The board unanimously agreed to direct City Attorney Margarette Meeks to write a letter on behalf of the city to each of the CPU board members and David Hunt, the CPU board attorney, requesting that the five CPU board members appear before the commission at noon on Monday, Aug. 6.
The board action came after Mark Johnson, the CPU general manager who is currently one of three suspended employees, was invited in to Monday’s executive session and allowed to speak to the mayor and board of commissioners.
Commissioner Ken Murphey said the letter was sent to stave off the investigation of Johnson and the other two suspended CPU employees, Steve Reed and Chris Campos. He said the trio have also been invited to the Monday, Aug. 6 meeting at city hall.
“I do feel like Mark Johnson and the others are being treated unfairly,” Murphey said. “When it comes down to it, here’s what needs to happen. I’m tired of the infighting. This is about us, not me. It’s about us putting our hands in the middle of the table and saying, ‘Let’s do this thing. Let’s move forward, all entities working together to make Clarksdale a better place to live.’ I will go down getting that done. It’s all about Clarksdale.”

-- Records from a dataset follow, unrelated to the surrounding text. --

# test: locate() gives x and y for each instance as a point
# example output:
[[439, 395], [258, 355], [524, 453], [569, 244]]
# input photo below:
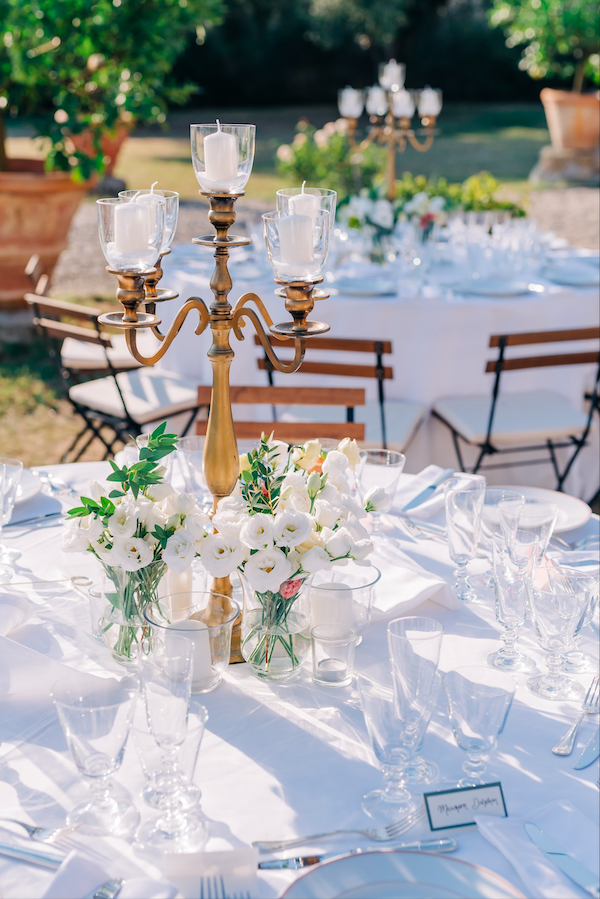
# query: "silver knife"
[[590, 753], [425, 494], [446, 845], [568, 865]]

Murphey said Tuesday morning that the three had not been reinstated.
“I did not feel like we had the authority to reinstate them right now,” Murphey said. “We want to hear both sides of the story and we want to know what’s going on because we do feel like the three CPU employees are being treated unfairly.”

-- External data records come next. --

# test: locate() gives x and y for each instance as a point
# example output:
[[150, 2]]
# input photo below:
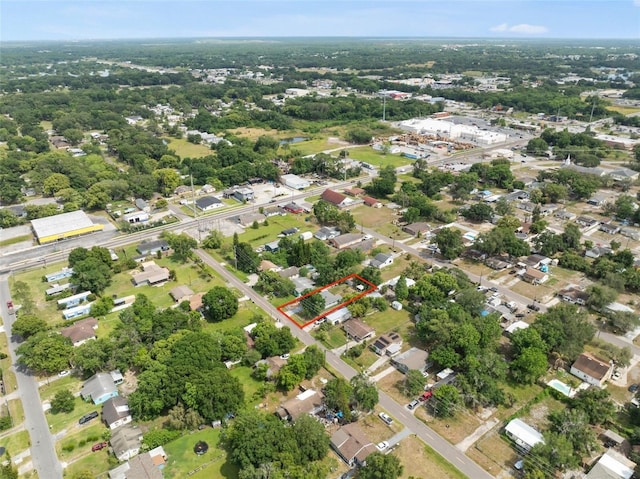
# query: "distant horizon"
[[96, 20]]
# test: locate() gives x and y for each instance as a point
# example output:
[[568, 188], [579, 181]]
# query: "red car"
[[99, 446]]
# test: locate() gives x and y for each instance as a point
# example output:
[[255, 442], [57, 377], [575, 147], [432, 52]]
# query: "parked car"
[[88, 417], [382, 445], [386, 418]]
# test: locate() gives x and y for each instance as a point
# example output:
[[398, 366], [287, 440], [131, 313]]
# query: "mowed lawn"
[[377, 158], [185, 149], [183, 462]]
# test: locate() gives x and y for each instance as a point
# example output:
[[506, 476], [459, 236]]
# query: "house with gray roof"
[[99, 388]]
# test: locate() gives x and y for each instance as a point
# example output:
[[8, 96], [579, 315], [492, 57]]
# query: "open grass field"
[[94, 462], [420, 460], [16, 443], [185, 149], [183, 462], [377, 158]]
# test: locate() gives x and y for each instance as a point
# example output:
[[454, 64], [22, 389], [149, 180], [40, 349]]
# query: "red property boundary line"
[[372, 288]]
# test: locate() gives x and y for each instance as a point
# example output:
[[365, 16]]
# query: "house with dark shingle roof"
[[591, 369], [81, 331]]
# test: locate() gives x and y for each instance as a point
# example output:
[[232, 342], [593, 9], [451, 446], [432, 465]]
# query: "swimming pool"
[[561, 387]]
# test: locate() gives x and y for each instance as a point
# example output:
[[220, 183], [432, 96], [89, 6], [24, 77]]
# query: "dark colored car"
[[88, 417]]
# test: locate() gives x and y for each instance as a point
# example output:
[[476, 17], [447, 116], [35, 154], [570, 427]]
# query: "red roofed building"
[[335, 198]]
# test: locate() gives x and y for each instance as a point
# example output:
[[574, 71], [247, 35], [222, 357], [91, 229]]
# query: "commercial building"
[[295, 182], [63, 226]]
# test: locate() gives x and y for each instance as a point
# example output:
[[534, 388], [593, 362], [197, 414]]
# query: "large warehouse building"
[[66, 225]]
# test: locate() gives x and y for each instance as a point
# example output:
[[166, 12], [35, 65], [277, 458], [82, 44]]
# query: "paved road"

Meeks said CPU is a municipally owned utility and, therefore, falls under the direction of the city. Each city commissioner, as well as the mayor, appoints one member to the CPU board of directors.
“In essence, CPU is a municipal department,” Meeks said.
The board voted unanimously to go into executive session to discuss a personnel issue and potential litigation, but it was the potential litigation involving CPU that it took action on.
The action came during a noon meeting that was a recessed meeting from the Board of Mayor and Commissioners’ regular meeting held Monday, July 23.
The original intent of Monday’s recessed meeting was to open the bids for construction work at the city-owned MAP of Easton Inc. plant on Highway 322.
The city received three bids for the project and unanimously agreed to accept the low bid from DC Services, based in Oxford, for $578,000. The other two bids were $598,742 from Robertson Construction, of Canton, and $719,787 from Cleveland-based Timbo’s Construction.
The $578,000 was higher than the $560,000 the city had budgeted for the project. City Clerk Cathy Clark said they will use contingency funds to make up the difference.
There were three alternate bids submitted for additional work if monies were available, but since the bid price came in higher than budgeted, the additional bids were not considered, Clark said.
At the end of Monday’s meeting, the board of commissioners unanimously agreed to recess until noon, Monday, Aug. 6 in the Main Council Chambers for “the purpose of discussing and considering taking actions on any matters and business as may properly come before the City Board at such recessed meeting.”
Managing editor Josh Troy contributed to this story.